It’s been years, nay decades, since metro Phoenix started its transformation into a real city. Dip in economy after dip in economy has prompted business leaders to fashion new marketing plans in order to attract new customers.
Cheap land? Done. Lots of roads to drive your car from retail shop to shop? Done. Easy financing to buy that too-big home out in the boonies? Yeah, we have that too.
None of these promises are sustainable. None of them will last once growth slows. And none of them address the most important need: helping those who are already here thrive.
Like a cell phone company who makes promises of better service but instead runs ads promoting what little good it’s actually doing, Phoenix has no center. It has no core to call its own. It has no personality, very little city loyalty and even less support from the people who make it run.
“The best part of #PHX (the people) thrive by not counting on the city & prosper despite it.” (@jose602)
We shouldn’t have to fight our home. Our home should make us feel safe, support us when we’re down and celebrate our successes. Instead, Phoenix is looking to attract the wrong kind of people. One new initiative is being marketed toward first-class flyers on US Airways and high-end resorts around the Valley. They will not form the foundation you are seeking. There’s one already here, but it’s being ignored.

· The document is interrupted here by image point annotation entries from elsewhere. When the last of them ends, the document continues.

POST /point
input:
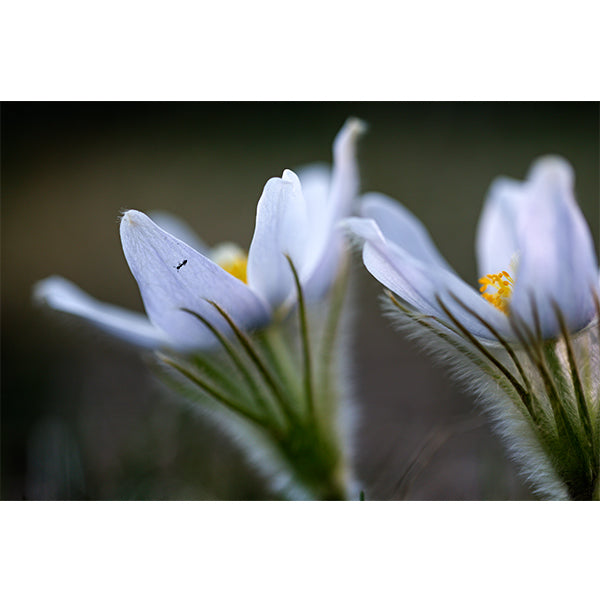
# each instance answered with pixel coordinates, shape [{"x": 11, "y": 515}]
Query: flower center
[
  {"x": 232, "y": 259},
  {"x": 501, "y": 284}
]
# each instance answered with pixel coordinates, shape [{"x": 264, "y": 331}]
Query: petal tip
[{"x": 553, "y": 169}]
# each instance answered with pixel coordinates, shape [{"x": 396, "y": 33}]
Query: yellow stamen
[
  {"x": 237, "y": 267},
  {"x": 503, "y": 284},
  {"x": 232, "y": 259}
]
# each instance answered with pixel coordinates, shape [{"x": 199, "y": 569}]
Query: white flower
[
  {"x": 534, "y": 229},
  {"x": 527, "y": 341},
  {"x": 296, "y": 217}
]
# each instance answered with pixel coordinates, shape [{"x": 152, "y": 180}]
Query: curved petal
[
  {"x": 282, "y": 227},
  {"x": 179, "y": 229},
  {"x": 326, "y": 238},
  {"x": 399, "y": 225},
  {"x": 171, "y": 276},
  {"x": 60, "y": 294},
  {"x": 496, "y": 239},
  {"x": 557, "y": 261},
  {"x": 418, "y": 283}
]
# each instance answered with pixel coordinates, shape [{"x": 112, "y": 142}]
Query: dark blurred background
[{"x": 83, "y": 416}]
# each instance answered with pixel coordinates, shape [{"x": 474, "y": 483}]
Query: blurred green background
[{"x": 82, "y": 415}]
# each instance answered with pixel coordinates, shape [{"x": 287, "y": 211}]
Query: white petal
[
  {"x": 400, "y": 226},
  {"x": 60, "y": 294},
  {"x": 282, "y": 228},
  {"x": 418, "y": 283},
  {"x": 179, "y": 229},
  {"x": 557, "y": 261},
  {"x": 171, "y": 276},
  {"x": 496, "y": 240},
  {"x": 326, "y": 243},
  {"x": 345, "y": 176}
]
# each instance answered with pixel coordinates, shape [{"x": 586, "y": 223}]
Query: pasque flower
[
  {"x": 296, "y": 218},
  {"x": 527, "y": 339},
  {"x": 223, "y": 321}
]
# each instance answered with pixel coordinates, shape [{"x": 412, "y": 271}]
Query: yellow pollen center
[
  {"x": 502, "y": 284},
  {"x": 237, "y": 267}
]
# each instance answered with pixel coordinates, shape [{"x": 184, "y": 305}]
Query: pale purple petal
[
  {"x": 496, "y": 238},
  {"x": 557, "y": 260},
  {"x": 172, "y": 276},
  {"x": 327, "y": 243},
  {"x": 418, "y": 283},
  {"x": 179, "y": 229},
  {"x": 399, "y": 225},
  {"x": 282, "y": 228},
  {"x": 62, "y": 295}
]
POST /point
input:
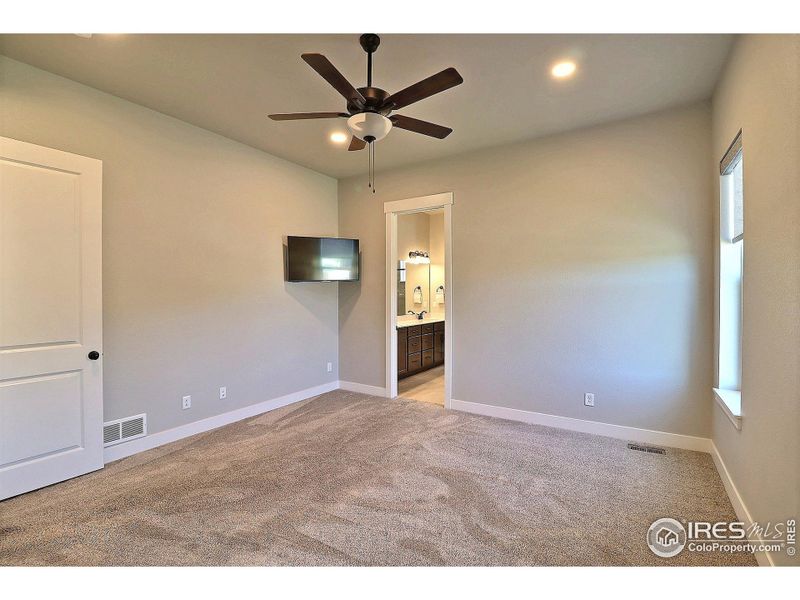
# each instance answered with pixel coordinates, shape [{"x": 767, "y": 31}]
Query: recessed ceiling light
[{"x": 563, "y": 69}]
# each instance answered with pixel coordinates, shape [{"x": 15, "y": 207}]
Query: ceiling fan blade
[
  {"x": 418, "y": 126},
  {"x": 356, "y": 144},
  {"x": 434, "y": 84},
  {"x": 325, "y": 68},
  {"x": 298, "y": 116}
]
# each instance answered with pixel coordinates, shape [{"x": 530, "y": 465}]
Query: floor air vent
[
  {"x": 122, "y": 430},
  {"x": 650, "y": 449}
]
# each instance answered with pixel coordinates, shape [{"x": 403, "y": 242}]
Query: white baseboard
[
  {"x": 155, "y": 440},
  {"x": 633, "y": 434},
  {"x": 361, "y": 388},
  {"x": 764, "y": 558}
]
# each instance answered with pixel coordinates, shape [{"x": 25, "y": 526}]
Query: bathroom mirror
[{"x": 420, "y": 266}]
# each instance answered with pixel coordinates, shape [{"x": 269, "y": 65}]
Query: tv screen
[{"x": 321, "y": 259}]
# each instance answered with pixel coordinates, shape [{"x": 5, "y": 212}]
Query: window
[{"x": 731, "y": 263}]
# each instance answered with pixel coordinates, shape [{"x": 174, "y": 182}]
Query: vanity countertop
[{"x": 411, "y": 321}]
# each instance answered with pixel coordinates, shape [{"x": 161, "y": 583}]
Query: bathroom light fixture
[
  {"x": 419, "y": 257},
  {"x": 563, "y": 69}
]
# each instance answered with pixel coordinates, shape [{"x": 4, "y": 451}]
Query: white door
[{"x": 51, "y": 386}]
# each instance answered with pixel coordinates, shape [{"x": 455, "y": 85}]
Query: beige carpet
[{"x": 349, "y": 479}]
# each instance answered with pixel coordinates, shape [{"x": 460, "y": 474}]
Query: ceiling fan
[{"x": 369, "y": 109}]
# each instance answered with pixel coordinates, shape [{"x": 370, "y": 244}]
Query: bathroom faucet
[{"x": 419, "y": 315}]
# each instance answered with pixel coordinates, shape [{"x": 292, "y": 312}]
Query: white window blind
[{"x": 731, "y": 165}]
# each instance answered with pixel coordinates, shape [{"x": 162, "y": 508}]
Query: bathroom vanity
[{"x": 420, "y": 345}]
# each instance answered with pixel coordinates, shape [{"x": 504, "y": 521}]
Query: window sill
[{"x": 730, "y": 401}]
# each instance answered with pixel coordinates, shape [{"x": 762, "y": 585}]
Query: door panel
[
  {"x": 39, "y": 256},
  {"x": 51, "y": 405},
  {"x": 41, "y": 415}
]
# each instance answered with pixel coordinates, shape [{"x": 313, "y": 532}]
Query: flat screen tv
[{"x": 321, "y": 259}]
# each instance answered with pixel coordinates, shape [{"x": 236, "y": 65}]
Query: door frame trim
[
  {"x": 89, "y": 171},
  {"x": 392, "y": 210}
]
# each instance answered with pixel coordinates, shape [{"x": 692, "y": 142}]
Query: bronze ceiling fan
[{"x": 369, "y": 109}]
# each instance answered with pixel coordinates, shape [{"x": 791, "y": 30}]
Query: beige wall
[
  {"x": 193, "y": 288},
  {"x": 581, "y": 263},
  {"x": 437, "y": 259},
  {"x": 759, "y": 93}
]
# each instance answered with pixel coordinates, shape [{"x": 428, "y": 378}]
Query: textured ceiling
[{"x": 229, "y": 83}]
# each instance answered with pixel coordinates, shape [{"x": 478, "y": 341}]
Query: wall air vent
[
  {"x": 648, "y": 449},
  {"x": 122, "y": 430}
]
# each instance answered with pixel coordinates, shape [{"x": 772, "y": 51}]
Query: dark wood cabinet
[
  {"x": 402, "y": 352},
  {"x": 419, "y": 347}
]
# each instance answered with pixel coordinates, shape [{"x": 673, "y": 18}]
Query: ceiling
[{"x": 229, "y": 83}]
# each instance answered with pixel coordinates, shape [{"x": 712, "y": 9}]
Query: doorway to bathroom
[{"x": 419, "y": 332}]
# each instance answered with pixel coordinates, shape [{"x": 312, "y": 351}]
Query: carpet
[{"x": 350, "y": 479}]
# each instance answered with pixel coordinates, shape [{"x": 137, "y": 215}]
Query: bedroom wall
[
  {"x": 193, "y": 288},
  {"x": 581, "y": 263},
  {"x": 759, "y": 93}
]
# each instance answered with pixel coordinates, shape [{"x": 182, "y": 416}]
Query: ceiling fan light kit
[
  {"x": 369, "y": 109},
  {"x": 370, "y": 127}
]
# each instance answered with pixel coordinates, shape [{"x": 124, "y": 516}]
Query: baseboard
[
  {"x": 155, "y": 440},
  {"x": 764, "y": 558},
  {"x": 633, "y": 434},
  {"x": 361, "y": 388}
]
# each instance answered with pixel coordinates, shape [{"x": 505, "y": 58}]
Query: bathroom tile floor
[{"x": 427, "y": 386}]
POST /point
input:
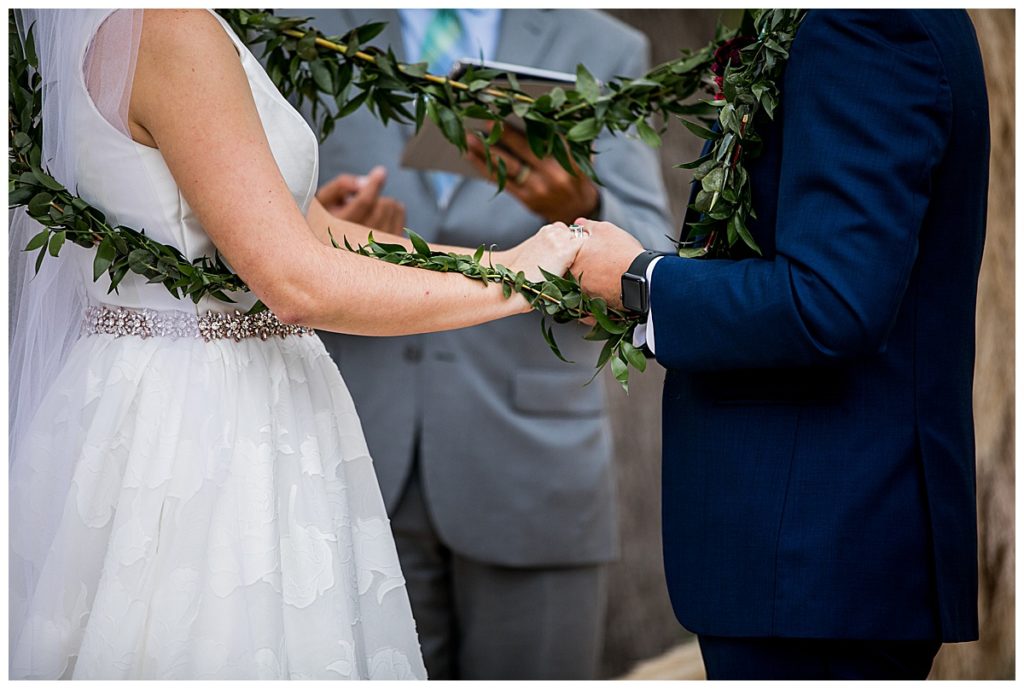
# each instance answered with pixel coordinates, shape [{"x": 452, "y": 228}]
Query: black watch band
[{"x": 634, "y": 283}]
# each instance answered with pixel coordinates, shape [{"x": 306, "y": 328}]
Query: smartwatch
[{"x": 634, "y": 284}]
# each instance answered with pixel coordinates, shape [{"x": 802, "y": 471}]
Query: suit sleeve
[
  {"x": 633, "y": 196},
  {"x": 865, "y": 117}
]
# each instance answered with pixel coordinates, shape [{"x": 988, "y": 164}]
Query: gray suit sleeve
[{"x": 634, "y": 196}]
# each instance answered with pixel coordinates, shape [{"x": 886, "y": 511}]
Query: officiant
[{"x": 494, "y": 458}]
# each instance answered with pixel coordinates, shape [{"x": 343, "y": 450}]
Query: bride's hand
[{"x": 552, "y": 248}]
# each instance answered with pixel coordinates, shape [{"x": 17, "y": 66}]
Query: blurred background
[{"x": 642, "y": 637}]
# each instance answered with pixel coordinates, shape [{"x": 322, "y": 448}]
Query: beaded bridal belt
[{"x": 145, "y": 323}]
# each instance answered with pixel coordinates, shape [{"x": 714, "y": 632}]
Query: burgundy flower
[{"x": 727, "y": 54}]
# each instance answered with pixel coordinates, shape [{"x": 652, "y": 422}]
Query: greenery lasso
[{"x": 738, "y": 72}]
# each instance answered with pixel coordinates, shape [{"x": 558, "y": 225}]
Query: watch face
[{"x": 633, "y": 293}]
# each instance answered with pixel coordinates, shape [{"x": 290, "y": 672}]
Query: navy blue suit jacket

The one and only lesson we can learn from other successful cities is a lesson in exclusivity. There HAS to be barriers to living in a city. If you want it to thrive, it has to be a little tough to stay there. Seattle is successful because it takes a strong person to survive the rain. Portland is the same. Chicago requires a special kind of inhabitant that can deal with freezing cold and rampant corruption. San Francisco, well, isn’t for conservatives.
Phoenix needs to be exclusive. We can’t market to everyone. Try marketing to no one. But it’s over. Phoenix business leaders have lost the very people they’re trying to save, and all because they can’t listen.
I’ll still be writing Phoenix on my return address for a few more months, because contractual obligations say that I must. But my heart is, and will always be, somewhere else.
It’s over, Phoenix business leaders. Time to move on.